RE: Update: Web browsers - a mini-farce (MSIE gives in)
> From: Valdis.Kletnieks@xxxxxx [mailto:Valdis.Kletnieks@xxxxxx] 
> Sent: Wednesday, 27 October, 2004 12:24
> 
> On Wed, 27 Oct 2004 06:32:07 PDT, Michael Wojcik said:
> 
> > > "A program designed for inputs from people is usually
> > > stressed beyond breaking point by computer-generated inputs.
> > > -- Dennis Ritchie
> > 
> > Moot.  Since HTML is frequently computer-generated, HTML 
> > renderers shouldn't be designed for human-generated input.
> 
> Not moot at all.  Remember that an array of test cases is 
> human-generated inputs - and the renderer is usually mostly
> tested against said inputs.
So what?  Ritchie wrote "a program designed for inputs from people".  My
point is that an HTML renderer should not be designed for inputs from
people.  If it is, it's misdesigned.
(And test cases can obviously include machine-generated input.  Nothing
about a test case mandates that the input be human-generated.)

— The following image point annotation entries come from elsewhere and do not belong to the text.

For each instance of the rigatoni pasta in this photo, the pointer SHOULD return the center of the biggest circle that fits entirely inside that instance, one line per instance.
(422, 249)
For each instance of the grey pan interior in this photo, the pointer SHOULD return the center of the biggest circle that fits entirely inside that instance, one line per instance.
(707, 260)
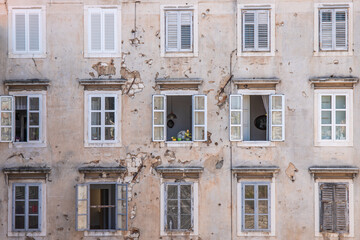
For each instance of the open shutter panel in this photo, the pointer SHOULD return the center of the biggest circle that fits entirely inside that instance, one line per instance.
(159, 118)
(199, 118)
(341, 29)
(7, 118)
(82, 210)
(172, 34)
(186, 30)
(121, 206)
(277, 117)
(236, 117)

> And even more to the point - automated testing isn't a panacea
> either.
I never claimed it was.  In fact, my point was precisely the opposite.
> Just because you've "fixed" the browser so it doesn't crash when
> you point it at file:///dev/urandom (or moral equivalent) doesn't
> mean that you've achieved good coverage.
More straw men.  Where did I ever argue otherwise?  Where did anyone in this
thread argue otherwise?
> > I think that's a straw man, Valdis.  HTML renderers should 
> > expect malformed HTML input, and dealing with it is not
> > difficult.
> 
> I was speaking more in general - although it's *true* that 
> there should be basic sanity checking, the *general* problem is
> that the programmer can't, in general, write code to protect
> against bugs he hasn't conceived of.
I don't believe that's correct.  In general, programmers can protect against
classes of bugs without prior understanding of those bugs.
You don't have to understand how to exploit a buffer overflow in order to
avoid overflowing buffers.  You don't have to understand SQL code-injection
attacks to restrict SQL input fields to valid characters.  You don't have to
understand cross-site scripting by embedded HTML to strip or sanitize HTML
tags from user-supplied input that shouldn't have them.  You don't need to
understand how signed-integer overflow could cause a problem to check for
it.  And so on.
*In general*, if programmers enforce contracts rather than assuming them (by
validating input, checking sizes, checking for error returns, and so forth),
they eliminate entire categories of bugs without having to know anything at
all about them.
> > Basic input validation and sanitization isn't that difficult.
> 
> Yes, *basic* validation isn't that hard.  It's the corner 
> cases that end up biting you most of the time.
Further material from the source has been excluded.